Keep the sand: insult to injury?

  • 4 Comments
  • by: JeffcoBlue

(Goliath gets refund from David? – promoted by Colorado Pols)

Here’s a story that really frustrates me. Grand Junction Sentinel:

Some Colorado counties must refund energy companies after a company last year successfully challenged sales taxes charged for hydraulic fracturing.

For Garfield County alone, “It’s roughly $3.9 million that the state is going to withhold from us over the next 11 months in sales tax payments,” said county manager Ed Green.

That will mean budget impacts for county operations as well as outside entities that receive county sales tax revenue, including the local library district, and dozens of human service agencies…

The refunds result from a legal challenge by Noble Energy. Noble contended fracturing companies were charging it sales tax on fracturing materials such as sand but argued there was no purchase of tangible personal property.

In fracturing, fluids are injected into underground under high pressure, leaving behind sand that props open cracks to facilitate flow of oil and gas.

The Colorado Court of Appeals last year agreed with a district court ruling that the sand was not tangible personal property, but an inseparable part of the fracturing process that is the “true object” of the transaction. Noble doesn’t acquire the sand that is left behind underground because it doesn’t own the land where it operates wells, the appeals court ruled.

I’m not sure that anything can be done about this. Like the legislature did with fast food packaging, could this exemption be eliminated legislatvely? Even if that were possible for the future, Garfield County will still be out almost $4 million now, a huge bite from a general fund budget of less than $50 million. Noble Energy? Over $3 billion in revenues in 2010, $725 million net income.

Even if there is no legal responsibility, doesn’t this company feel a moral responsibility to the communities from which it extracts profit? Couldn’t Noble, having won the legal principle it went to court to protect, now decide to not disproportionately hurt Garfield and other hurting Colorado energy-producing counties? Would it hurt them to show some largesse in “victory?”

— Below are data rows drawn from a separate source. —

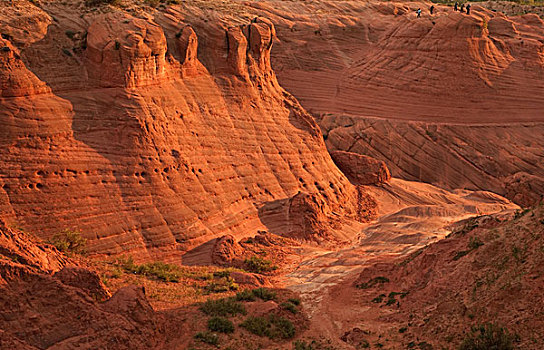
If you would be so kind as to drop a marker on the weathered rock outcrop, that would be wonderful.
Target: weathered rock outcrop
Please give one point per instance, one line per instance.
(360, 169)
(440, 99)
(226, 250)
(147, 141)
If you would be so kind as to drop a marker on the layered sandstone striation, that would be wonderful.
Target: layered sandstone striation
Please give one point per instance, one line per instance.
(151, 133)
(361, 169)
(448, 99)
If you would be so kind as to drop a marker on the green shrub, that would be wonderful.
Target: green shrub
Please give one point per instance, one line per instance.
(245, 295)
(70, 33)
(208, 338)
(475, 243)
(264, 294)
(159, 270)
(294, 301)
(273, 327)
(220, 324)
(488, 336)
(257, 264)
(223, 307)
(372, 282)
(221, 285)
(460, 254)
(290, 307)
(378, 299)
(69, 242)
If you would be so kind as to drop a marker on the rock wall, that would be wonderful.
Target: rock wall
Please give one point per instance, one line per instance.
(149, 142)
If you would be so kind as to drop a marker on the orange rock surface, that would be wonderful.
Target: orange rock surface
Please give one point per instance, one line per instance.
(150, 133)
(448, 99)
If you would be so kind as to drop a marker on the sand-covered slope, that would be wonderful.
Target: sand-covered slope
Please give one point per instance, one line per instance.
(449, 99)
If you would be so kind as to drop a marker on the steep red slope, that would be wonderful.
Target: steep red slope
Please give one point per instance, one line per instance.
(449, 99)
(111, 124)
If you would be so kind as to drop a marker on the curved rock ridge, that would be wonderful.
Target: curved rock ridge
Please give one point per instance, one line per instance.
(151, 143)
(452, 156)
(448, 99)
(360, 169)
(379, 60)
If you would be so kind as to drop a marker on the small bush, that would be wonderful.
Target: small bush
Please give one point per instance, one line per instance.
(475, 243)
(460, 254)
(372, 282)
(220, 324)
(69, 242)
(295, 301)
(161, 271)
(264, 294)
(245, 295)
(223, 307)
(70, 33)
(378, 299)
(290, 307)
(488, 336)
(259, 265)
(208, 338)
(221, 285)
(273, 327)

It’s not for me to decide if Noble legally deserves the right to jerk this money out of our local communities’ needy hands, forcing new and unplanned cuts in already stretched budgets, but I surer than hell know who I feel sympathy for. And it’s not the giant multinational energy company.

Comments

4 thoughts on “Keep the sand: insult to injury?

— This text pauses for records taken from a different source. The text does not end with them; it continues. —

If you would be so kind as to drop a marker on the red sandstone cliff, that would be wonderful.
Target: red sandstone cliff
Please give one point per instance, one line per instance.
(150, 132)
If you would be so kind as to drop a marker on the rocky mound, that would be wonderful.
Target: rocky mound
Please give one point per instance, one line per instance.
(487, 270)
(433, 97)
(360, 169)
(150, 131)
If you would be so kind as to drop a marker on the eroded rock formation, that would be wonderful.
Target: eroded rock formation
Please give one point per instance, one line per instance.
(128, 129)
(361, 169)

  1. will be the children and families of Noble’s workers and those of the other oil companies who live in those areas and are already testing the limits of local infrastructure and services like schools.

    Way to go, Noble. Hopefully their employees realize they just got screwed by their employer.

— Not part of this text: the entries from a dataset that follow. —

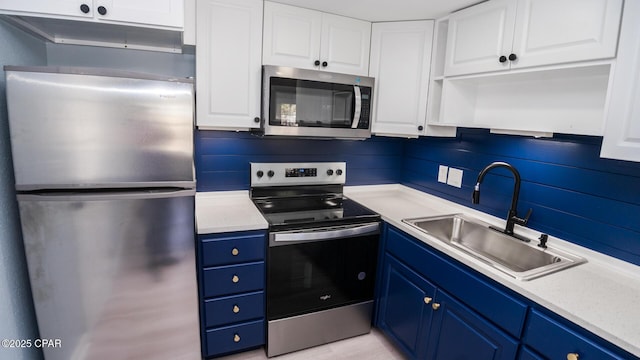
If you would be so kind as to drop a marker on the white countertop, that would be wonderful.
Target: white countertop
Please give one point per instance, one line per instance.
(227, 211)
(602, 295)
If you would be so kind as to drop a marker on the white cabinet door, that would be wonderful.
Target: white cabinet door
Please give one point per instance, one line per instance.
(345, 45)
(228, 68)
(553, 32)
(309, 39)
(164, 13)
(478, 36)
(153, 13)
(622, 131)
(50, 7)
(291, 36)
(400, 63)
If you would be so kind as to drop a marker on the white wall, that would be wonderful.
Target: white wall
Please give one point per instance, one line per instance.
(17, 317)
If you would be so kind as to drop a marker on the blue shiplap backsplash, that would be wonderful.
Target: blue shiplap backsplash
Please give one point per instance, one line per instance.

  2. The issue sounds like David’s favorite “service or product” debate, waged in the gas fields.

    Noble says – and the court agrees – that the fracking materials are an integral part of the service of fracking, and so are taxed as a service – i.e. not taxed at all.  In theory under this ruling fracking fluid is a consumable, and the fracking company should be paying sales tax on whatever components go in to providing their service.

  3. It’s not just Noble, but all O&G companies will get the fracking rebate. Surely, the state got wacked as much as the local entities.

    Can’t this case go to the CO Supreme Court? It seems it would be worth fighting longer and harder over these millions of dollars of past and future tax collections. Either way, the counties/towns must have had lousy legal representation to have lost this case.

    Fracking fluid should be taxed — it is “consumed” by the drilling process.

    Watch, to show that they are “benevelent tyrants,” Noble and the others will try to buy some positive PR by throwing a few bucks around to the hardest hit agencies.